Do you mind my asking - how old is your son - early teens? BTW, I'm not a parent.

JPC


----------



## tam (29 Dec 2019)

Gill said:


> Why can't they stay little, when whatever you gave them was amazing and the best thing ever.



My sister gave her 3 year old a lump of coal in her stocking from santa (she did get other pressys too) as she'd been a bit of a monster the last few days and she thought it was brilliant - couldn't wait to put it on the fire and make the bestest fire ever


----------



## Gill (29 Dec 2019)

jaypeecee said:


> Hi @Gill
> 
> Do you mind my asking - how old is your son - early teens? BTW, I'm not a parent.
> 
> JPC


He just turned 10 and is getting to know trends etc  now. As chats with his clan on forntnite etc. And they were all saying what they got.
He does not understand that as his birthday is end of November, and then christmas. He gets less now as older. 

Saying that though, his mum took home out yesterday and got him a phone. 

He messages me when he wants something. I if I can get it for him I will within reason. 

Is my own fault, I spoiled him. As he was born after 10+ years of fertility treatment. And he had such a difficult birth, that it still affects him. He has had 5 surgeries before he was 5. And will need more as he ages depending on how he improves. 

Sent from my SM-G970F using Tapatalk


----------



## dean (29 Dec 2019)

The problem is there will always be some kid who gets more 
Where will it stop ?

My granddaughter was 4 in December and she has changed in a year 
Last Christmas we put her presents in a big box which she used as a house for the day this year she told us if she didn’t like a presents  

This is without any external influence such as social media or school friends 
So I guess it just gets worse each year from now on 


Sent from my iPhone using Tapatalk


----------



## Matt @ ScapeEasy (1 Jan 2020)

I was brought up to always say thank you, thats great etc regardless, something I plan to pass on to my son (though he is only 6 months old currently so how successful I'll be I don t know!). I also remember having to write thank you cards for anyone i hadnt said thank you to in person/on the phone.  Think this one probably needs a 21 century update!!


----------



## tam (1 Jan 2020)

That sort of age I remember starting to save for things I wanted - a very handy habit for adulthood. Give him ways to earn cash and get what he wants in stages - makes you value things more and decide more carefully what you really want to spend money on. Took me months to save £18.50 for my first hamster cage (with no guarantee I'd be allowed one) - I think I got treated to the hamster after getting the cage myself though  Ten is still a little kid with lots to learn so plenty of time to set good examples and have a chat about where money comes from


----------



## rebel (2 Jan 2020)

Train em to give to charity and teach em about social business etc. 

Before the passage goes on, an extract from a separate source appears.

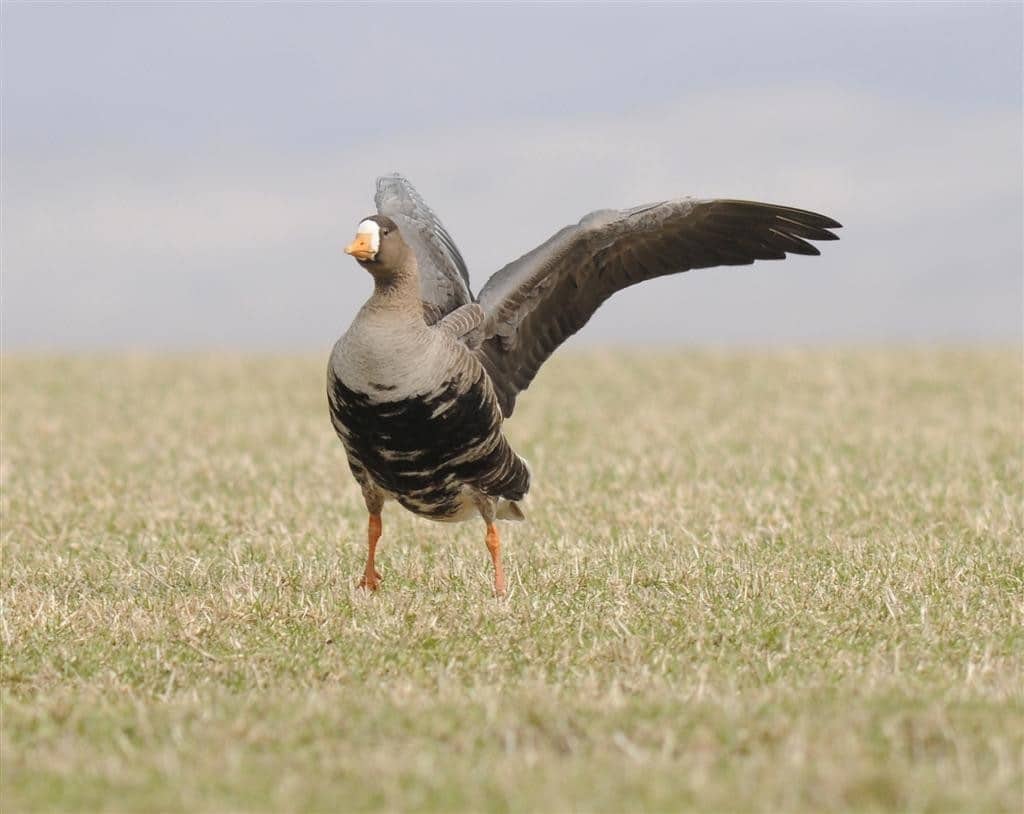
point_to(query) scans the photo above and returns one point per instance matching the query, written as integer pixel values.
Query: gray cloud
(203, 240)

He can also give through here.
https://www.kiva.org/

This is indeed a great teaching moment for you.


----------



## Onoma1 (2 Jan 2020)

They can conflate the relationshps they have in virtual worlds which they inhabit with the real world. I think this can impede learning. I would suggest talking to him about the way communication through technology can distort and amplify: social polarisation (all my friends), the echo effect (everyone has), emotion and social bonding through intense collective activity etc. A learning point about truth and trust in on-line game environments.


----------



## PARAGUAY (2 Jan 2020)

I have a bit of sympathy for kids these days up to a point. Is this really how it is? No kid wants to be the one wearing the wrong coat ,shoes or a complete nonhave the wrong phone a lot of peer pressure. In our day every kids parents worked long hours in factories for less relative to today. Every child wore more than not same Also shades of George Orwell instead of big brother is big corporate power working on kids and parents with advertising round the clock. Supermarkets and the likes of amazon an unofficial cartel demolishing the opposition My granddaughter said she would quite like £150 trainers at christmas she compromised at some for £50


----------



## Gill (23 Jan 2020)

Well things have improved slightly. Had a talk with him about his age now, and that he will get less. And that his expectations need to be in perspective with what I can and will buy him.
He moves house this weekend, and he has been coming with us when we go new house furniture shopping with his Mum(my now Ex wife). And it has shown him how much things actually cost.


----------